Wie Züblin am Vorabend mitgeteilt hatte, wurde die Refinanzierung des Immobilienportfolios abgeschlossen und eine fünfjährige, revolvierende Rahmenfinanzierung in Höhe von 118 Mio CHF bei einer Schweizer Kantonalbank vereinbart. Dieser Kreditvertrag ersetzt die bisherige Konsortialfinanzierung in gleicher Höhe, wie es heisst.

Aufgrund des negativen Zinsumfelds in der Schweiz habe man Mittel aus dem im August abgeschlossenen Verkauf des zwölf Büroliegenschaften umfassenden deutschen Portfolios eingesetzt und aus der neuen Kreditlinie nur einen Teilbetrag von 66 Mio CHF gezogen, was zu einem Beleihungswert-Verhältnis (LTV) von 33% führe. Per Ende März lag das Verhältnis bei 57,4%. Dadurch erhält Züblin finanziellen Spielraum für den Ausbau des im Zuge des Turnarounds stark geschrumpften Portfolios. Bekanntlich kann Züblin die Liegenschaften bis zu 60% belehnen.

SCHWARZE ZAHLEN

Für das erste Semester stellt die Gesellschaft ein Netto-Gesamtergebnis von 5,0 Mio bis 5,5 Mio CHF in Aussicht. Darin ist jedoch ein aus dem Verkauf des deutschen Immobilienportfolios resultierender Währungsgewinn von 3,4 Mio CHF enthalten, wie es heisst. Im Geschäftsjahr 2016/17 resultierte aus den fortzuführenden Geschäftsbereichen ein Gewinn von 2,1 Mio CHF.

Ausführliche Informationen zum Halbjahresbericht 2017/18 will die Gesellschaft im November veröffentlichen.

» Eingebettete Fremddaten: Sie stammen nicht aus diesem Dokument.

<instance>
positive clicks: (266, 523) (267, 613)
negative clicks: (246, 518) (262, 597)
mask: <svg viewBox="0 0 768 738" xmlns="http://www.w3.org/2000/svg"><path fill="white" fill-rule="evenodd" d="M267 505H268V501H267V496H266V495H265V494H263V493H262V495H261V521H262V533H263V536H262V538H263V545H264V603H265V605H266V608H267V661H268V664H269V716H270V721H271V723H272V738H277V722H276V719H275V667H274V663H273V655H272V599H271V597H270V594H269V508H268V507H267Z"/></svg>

ERGEBNIS "GUT" - AKTIE GESUCHT

Das Halbjahresergebnis stuft die Neue Helvetische Bank unter Berücksichtigung der Sondereffekte als "gut" ein. Es sei allerdings eindeutig, dass die kritische Grösse beim Immobilienportfolio nach wie vor fehle. Gemäss den Experten liegt diese bei etwa 500 Mio CHF. Züblin weist für Ende September einen Wert von etwas über 200 Mio CHF aus.

Gemäss früherer Aussagen von Züblin sollte das Portfolio auf 600 Mio bis 700 Mio CHF ausgebaut werden, wie die Bank schreibt. Und weiter: Ein solcher Ausbau würde jedoch eine zusätzliche Stärkung des Eigenkapitals unumgänglich machen. "Für uns bleibt grundsätzlich unklar, wo - Bereiche und Regionen - Züblin investieren will und was für eine Strategie Züblin grundsätzlich verfolgt", so die Neue Helvetische Bank.

Die wenig liquide Züblin-Aktie gewinnt gegen 13 Uhr bei klar überdurchschnittlichem Volumen 2,3% auf 27,00 CHF. Seit Jahresbeginn resultiert ein Anstieg von rund 35%. Damit handelt der Titel jedoch weiterhin unter seinem Buchwert. Aktuell beträgt der Abschlag noch rund 30%.